Two units of the hedge fund SAC Capital agreed to pay a total of $614 million to the Securities and Exchange Commission to settle insider trading charges.
But the SEC said that it may still be investigating individuals at the firm, which was founded by billionaire Steven A. Cohen.
The SEC said one unit, CR Intrinsic Investors, agreed to pay roughly $600 million in fines, because the fund made $275 million in "illegal profits or avoided losses" related to trading on inside information in the pharmaceuticals company Elan(ELN).
Another unit of SAC, Sigma Capital, will pay the SEC $14 million for trading "based on nonpublic information" from the financial results of Dell(DELL) and Nvidia(NVDA), according to the SEC's complaint.
The $600 million settlement is the largest settlement in the SEC's history for insider trading. The next largest insider trading penalty was the $92.8 million that billionaire hedge fund manager Raj Rajarathnam paid to settle charges for "widespread insider trading" in 2011, according to the SEC.
Junk bond king Michael Milken paid $400 million in 1990 to settle charges that went beyond insider trading and included stock market manipulation, margin violations and defrauding Drexel Burnham Lambert customers.
On a call with reporters, SEC Acting Enforcement Director George Canellos said these settlements end all "pending cases" against SAC.
"This settlement is a substantial step toward resolving all outstanding regulatory matters and allows the firm to move forward with confidence," SAC Capital wrote in a statement.
Still, other cases are pending against individuals at these firms. Both the SEC and the U.S. Attorney for the Southern District of New York have civil and criminal cases pending against CR Intrinsic portfolio manager Mathew Martoma.
An SEC official said that this settlement does not preclude any further actions against other individuals at these funds, including Cohen.
Canellos praised his staff for piecing together this case using a " jeweler's eye for evidence" by digging through trading records, phone records, flight logs and examining trading patterns.
He specifically noted that no wire taps were used to build out the evidence.
According to the SEC's complaint, CR Intrinsic executed the trades using inside information in July 2008 "ahead of what would be a negative announcement involving the clinical trial results for an Alzheimer's drug being jointly developed by Elan and Wyeth."
Dr. Sidney Gilman, a professor of neurology at the University of Michigan Medical School, helped oversee the trial and gave Martoma the results more than a week ahead of the public announcement.

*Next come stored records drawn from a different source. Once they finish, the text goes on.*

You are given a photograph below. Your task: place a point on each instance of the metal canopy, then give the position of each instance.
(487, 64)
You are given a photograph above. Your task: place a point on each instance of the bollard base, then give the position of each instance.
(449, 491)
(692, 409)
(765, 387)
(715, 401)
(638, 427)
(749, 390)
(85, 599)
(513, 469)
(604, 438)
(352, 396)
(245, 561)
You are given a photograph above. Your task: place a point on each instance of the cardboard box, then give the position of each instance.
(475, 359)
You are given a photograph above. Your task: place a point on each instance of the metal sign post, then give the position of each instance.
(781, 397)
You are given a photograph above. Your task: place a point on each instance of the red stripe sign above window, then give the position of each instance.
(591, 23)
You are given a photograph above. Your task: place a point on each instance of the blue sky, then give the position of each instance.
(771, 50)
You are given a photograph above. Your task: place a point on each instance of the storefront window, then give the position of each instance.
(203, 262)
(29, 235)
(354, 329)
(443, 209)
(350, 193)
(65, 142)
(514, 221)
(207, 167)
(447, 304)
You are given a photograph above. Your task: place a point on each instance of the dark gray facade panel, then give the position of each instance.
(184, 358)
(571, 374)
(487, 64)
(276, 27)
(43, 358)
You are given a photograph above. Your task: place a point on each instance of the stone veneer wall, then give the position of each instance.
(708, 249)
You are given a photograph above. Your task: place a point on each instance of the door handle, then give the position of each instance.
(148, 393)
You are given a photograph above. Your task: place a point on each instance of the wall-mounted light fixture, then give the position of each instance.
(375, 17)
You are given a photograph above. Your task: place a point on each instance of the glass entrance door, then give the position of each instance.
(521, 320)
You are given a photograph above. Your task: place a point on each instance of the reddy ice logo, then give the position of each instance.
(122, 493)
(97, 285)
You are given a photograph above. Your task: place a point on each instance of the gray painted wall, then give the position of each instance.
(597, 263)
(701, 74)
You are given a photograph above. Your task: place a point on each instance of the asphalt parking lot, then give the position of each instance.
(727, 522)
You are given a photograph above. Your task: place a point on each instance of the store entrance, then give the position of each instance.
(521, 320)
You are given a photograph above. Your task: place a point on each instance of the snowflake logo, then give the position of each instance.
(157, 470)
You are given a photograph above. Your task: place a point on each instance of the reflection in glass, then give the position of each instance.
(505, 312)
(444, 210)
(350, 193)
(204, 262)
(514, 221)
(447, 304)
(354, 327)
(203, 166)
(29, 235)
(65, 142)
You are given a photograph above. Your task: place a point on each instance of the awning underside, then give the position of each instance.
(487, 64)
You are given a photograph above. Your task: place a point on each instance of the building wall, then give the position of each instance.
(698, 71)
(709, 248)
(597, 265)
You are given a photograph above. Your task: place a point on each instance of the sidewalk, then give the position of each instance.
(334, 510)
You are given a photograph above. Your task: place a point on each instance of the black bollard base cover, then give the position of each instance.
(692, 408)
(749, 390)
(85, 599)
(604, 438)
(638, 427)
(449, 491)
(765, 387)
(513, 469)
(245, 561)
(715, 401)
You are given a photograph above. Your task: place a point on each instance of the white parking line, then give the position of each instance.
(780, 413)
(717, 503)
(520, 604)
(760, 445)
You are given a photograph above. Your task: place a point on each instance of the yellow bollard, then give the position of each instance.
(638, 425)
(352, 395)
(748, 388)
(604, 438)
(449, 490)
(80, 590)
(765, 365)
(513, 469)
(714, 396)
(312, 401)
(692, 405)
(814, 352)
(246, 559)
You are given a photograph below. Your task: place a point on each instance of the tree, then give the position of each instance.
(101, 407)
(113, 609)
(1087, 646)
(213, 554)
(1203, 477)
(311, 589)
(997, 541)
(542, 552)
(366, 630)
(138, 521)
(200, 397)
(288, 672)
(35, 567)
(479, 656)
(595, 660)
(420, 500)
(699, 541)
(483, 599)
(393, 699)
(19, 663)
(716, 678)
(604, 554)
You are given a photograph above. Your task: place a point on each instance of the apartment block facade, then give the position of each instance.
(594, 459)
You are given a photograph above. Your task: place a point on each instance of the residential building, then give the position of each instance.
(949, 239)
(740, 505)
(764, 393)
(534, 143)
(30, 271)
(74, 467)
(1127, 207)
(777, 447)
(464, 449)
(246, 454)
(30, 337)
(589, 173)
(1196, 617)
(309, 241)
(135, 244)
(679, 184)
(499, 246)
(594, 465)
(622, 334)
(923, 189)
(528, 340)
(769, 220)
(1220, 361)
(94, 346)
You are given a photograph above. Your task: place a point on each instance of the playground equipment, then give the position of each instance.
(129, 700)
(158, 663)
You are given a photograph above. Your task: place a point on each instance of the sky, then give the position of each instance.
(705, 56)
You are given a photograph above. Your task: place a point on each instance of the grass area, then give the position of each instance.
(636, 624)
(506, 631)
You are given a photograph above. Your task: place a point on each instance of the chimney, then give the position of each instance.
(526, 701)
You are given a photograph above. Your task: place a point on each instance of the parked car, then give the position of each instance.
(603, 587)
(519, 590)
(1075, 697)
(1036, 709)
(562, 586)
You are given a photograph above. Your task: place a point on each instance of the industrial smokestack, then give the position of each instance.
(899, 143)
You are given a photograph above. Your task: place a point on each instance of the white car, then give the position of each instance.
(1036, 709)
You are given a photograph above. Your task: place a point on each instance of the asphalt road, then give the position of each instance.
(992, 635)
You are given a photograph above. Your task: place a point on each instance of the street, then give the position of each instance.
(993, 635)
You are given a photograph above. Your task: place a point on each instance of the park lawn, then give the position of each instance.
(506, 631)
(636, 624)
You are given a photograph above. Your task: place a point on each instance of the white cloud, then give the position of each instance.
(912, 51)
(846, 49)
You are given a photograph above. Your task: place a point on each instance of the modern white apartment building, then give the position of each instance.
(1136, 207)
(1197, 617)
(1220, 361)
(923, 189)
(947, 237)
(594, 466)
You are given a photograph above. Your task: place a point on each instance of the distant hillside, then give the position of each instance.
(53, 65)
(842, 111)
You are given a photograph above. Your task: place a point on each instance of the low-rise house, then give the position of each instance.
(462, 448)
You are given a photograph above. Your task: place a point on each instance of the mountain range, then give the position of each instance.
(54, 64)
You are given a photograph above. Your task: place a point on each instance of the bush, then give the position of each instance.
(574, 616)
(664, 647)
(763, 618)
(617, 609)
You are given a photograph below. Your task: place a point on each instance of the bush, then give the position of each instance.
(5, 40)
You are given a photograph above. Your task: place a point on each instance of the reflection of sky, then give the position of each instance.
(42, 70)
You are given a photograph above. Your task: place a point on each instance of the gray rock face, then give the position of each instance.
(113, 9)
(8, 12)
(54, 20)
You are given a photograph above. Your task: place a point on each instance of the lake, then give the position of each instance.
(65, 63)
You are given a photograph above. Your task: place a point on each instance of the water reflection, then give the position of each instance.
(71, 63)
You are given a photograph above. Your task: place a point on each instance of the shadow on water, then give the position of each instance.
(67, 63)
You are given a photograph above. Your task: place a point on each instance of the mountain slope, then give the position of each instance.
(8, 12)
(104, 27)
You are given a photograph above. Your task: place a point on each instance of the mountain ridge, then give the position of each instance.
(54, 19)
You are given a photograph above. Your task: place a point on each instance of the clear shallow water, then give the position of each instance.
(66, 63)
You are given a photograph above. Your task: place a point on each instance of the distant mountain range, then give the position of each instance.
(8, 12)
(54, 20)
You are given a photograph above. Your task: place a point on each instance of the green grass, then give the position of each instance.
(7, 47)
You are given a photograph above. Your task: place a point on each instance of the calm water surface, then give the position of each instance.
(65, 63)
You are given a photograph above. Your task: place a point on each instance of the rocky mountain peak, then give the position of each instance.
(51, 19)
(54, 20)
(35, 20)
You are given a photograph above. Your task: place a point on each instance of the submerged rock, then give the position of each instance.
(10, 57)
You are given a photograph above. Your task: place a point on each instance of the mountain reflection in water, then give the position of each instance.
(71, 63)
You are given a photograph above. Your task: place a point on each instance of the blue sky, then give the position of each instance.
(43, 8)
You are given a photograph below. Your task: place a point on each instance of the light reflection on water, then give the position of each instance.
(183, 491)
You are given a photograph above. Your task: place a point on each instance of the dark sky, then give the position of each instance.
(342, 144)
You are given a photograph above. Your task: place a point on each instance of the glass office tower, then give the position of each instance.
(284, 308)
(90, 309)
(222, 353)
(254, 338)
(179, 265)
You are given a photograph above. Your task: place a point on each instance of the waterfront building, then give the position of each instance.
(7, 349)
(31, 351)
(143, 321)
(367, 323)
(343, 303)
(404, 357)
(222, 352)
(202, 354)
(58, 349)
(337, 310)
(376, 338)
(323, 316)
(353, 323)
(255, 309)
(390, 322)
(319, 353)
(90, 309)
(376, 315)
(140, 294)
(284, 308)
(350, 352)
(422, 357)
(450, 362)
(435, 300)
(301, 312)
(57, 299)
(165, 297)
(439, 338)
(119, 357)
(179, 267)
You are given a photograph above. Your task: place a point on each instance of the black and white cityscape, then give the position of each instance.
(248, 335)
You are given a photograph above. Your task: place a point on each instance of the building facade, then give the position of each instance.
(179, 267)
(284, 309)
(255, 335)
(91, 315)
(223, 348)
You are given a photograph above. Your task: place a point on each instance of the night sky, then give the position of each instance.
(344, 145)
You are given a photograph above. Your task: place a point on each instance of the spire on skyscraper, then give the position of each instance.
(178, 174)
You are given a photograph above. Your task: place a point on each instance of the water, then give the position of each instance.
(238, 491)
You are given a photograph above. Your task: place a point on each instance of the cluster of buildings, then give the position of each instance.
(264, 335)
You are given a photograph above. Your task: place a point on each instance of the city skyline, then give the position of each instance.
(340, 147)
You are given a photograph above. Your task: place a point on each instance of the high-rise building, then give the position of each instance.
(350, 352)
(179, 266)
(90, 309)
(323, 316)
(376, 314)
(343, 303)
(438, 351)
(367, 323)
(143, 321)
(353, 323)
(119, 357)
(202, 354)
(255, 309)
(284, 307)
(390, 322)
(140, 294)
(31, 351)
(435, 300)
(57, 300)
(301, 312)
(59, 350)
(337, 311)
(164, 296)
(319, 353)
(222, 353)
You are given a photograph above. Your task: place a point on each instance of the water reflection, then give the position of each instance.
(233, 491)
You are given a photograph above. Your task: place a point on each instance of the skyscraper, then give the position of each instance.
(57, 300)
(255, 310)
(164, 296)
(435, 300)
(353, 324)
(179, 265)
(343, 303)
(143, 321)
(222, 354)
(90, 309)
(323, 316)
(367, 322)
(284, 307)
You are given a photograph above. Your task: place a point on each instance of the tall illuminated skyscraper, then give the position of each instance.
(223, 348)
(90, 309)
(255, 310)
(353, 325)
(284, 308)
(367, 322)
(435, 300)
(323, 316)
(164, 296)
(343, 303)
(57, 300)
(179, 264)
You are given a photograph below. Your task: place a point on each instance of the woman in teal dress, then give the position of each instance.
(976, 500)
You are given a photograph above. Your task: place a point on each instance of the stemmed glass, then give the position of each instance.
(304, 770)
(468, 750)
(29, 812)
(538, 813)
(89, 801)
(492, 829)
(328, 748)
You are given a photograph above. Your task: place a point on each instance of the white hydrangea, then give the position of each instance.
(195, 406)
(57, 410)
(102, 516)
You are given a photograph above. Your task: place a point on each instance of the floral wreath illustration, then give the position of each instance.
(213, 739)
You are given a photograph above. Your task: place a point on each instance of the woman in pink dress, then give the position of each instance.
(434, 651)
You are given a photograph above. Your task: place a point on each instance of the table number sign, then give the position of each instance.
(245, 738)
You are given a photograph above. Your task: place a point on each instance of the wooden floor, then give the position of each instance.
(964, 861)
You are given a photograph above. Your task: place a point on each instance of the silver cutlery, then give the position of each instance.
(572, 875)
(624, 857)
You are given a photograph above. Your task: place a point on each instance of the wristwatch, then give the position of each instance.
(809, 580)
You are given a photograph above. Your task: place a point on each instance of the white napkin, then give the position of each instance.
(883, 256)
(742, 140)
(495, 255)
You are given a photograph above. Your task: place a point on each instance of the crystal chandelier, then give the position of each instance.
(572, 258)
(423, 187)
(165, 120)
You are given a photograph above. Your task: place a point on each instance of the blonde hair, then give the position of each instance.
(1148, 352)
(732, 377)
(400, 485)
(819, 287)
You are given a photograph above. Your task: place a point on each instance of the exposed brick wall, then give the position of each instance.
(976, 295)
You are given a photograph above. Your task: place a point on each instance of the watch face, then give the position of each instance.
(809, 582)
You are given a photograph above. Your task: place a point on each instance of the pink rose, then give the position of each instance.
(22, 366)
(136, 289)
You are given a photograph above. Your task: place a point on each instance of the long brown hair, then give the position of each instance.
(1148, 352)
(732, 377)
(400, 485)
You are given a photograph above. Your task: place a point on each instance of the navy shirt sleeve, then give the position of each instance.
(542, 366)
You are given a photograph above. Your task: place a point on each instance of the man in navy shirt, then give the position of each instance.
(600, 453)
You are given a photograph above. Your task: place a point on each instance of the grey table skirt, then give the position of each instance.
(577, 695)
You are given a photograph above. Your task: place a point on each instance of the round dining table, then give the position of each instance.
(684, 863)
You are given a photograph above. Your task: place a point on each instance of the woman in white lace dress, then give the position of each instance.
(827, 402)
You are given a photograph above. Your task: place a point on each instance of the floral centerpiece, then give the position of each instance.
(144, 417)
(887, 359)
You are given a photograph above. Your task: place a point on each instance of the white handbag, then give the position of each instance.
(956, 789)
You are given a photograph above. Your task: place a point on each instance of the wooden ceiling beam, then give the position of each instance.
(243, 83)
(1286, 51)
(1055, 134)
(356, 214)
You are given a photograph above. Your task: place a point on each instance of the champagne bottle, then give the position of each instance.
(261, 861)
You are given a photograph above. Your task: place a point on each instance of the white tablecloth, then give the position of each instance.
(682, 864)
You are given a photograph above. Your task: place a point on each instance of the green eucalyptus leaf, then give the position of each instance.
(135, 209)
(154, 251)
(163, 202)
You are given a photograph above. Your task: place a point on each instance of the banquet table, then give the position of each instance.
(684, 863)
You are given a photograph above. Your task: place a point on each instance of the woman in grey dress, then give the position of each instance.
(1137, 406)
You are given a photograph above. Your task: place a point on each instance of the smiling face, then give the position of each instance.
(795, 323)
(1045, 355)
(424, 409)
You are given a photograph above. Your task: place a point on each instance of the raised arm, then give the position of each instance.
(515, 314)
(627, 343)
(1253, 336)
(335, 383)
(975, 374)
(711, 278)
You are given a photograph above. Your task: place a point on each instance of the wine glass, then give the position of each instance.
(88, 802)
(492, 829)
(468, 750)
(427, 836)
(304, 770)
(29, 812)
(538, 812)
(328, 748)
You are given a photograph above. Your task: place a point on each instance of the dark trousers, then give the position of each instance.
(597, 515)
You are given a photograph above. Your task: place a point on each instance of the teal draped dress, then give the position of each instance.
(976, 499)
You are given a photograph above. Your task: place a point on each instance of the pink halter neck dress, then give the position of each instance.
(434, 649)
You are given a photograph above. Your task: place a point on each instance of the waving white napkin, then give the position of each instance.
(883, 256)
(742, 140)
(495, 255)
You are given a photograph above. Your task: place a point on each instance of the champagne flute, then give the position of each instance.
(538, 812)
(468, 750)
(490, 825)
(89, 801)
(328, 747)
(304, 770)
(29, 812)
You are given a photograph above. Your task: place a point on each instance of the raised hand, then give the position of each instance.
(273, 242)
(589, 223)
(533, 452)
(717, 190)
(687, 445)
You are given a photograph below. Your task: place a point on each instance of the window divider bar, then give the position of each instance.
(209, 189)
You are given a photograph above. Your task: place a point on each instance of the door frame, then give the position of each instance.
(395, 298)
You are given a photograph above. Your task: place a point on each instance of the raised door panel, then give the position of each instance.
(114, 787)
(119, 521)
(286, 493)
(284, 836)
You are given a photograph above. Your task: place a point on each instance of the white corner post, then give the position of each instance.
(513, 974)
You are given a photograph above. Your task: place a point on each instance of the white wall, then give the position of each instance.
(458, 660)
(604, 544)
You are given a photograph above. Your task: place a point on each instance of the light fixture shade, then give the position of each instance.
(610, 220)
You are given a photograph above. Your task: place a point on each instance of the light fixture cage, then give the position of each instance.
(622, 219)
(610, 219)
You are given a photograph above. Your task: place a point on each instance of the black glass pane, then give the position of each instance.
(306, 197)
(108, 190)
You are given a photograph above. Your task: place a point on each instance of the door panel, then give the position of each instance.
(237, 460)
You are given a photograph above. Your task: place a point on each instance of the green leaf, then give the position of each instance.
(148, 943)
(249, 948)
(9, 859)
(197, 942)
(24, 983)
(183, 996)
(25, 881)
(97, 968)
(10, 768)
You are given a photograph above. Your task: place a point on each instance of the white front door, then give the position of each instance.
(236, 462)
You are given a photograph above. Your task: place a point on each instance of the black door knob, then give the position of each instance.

CR Intrinsic and other units of SAC quickly sold roughly $700 million in Elan and Wyeth shares and then took bets against both companies by buying short positions that they eventually sold for $960 million after the trial announcement.
Federal regulators have been circling SAC Capital for years.
Since its founding in 1992, SAC has rewarded its investors with annualized returns of more than 25%. In 2012, SAC logged gains of 13%, according to a source familiar with the fund's performance.
Still, many big investors have chosen to redeem money from SAC lately because of the insider trading charges. In mid February, investors redeemed roughly $1.68 billion. As of January 1, 2013, SAC managed $15 billion. Of that, $8 billion is from employees, mostly Cohen's.
Citigroup(C) removed $187 million of client funds out of SAC earlier this year.
Morgan Stanley(MS) still has $180 million tied up with SAC, according to a source. A bank spokesperson declined to comment. Morgan Stanley has a bigger incentive to stay with SAC than most of its other clients. The bank is one of five so-called prime brokers that provide SAC with lucrative support services. The other four prime brokers do not invest with SAC though.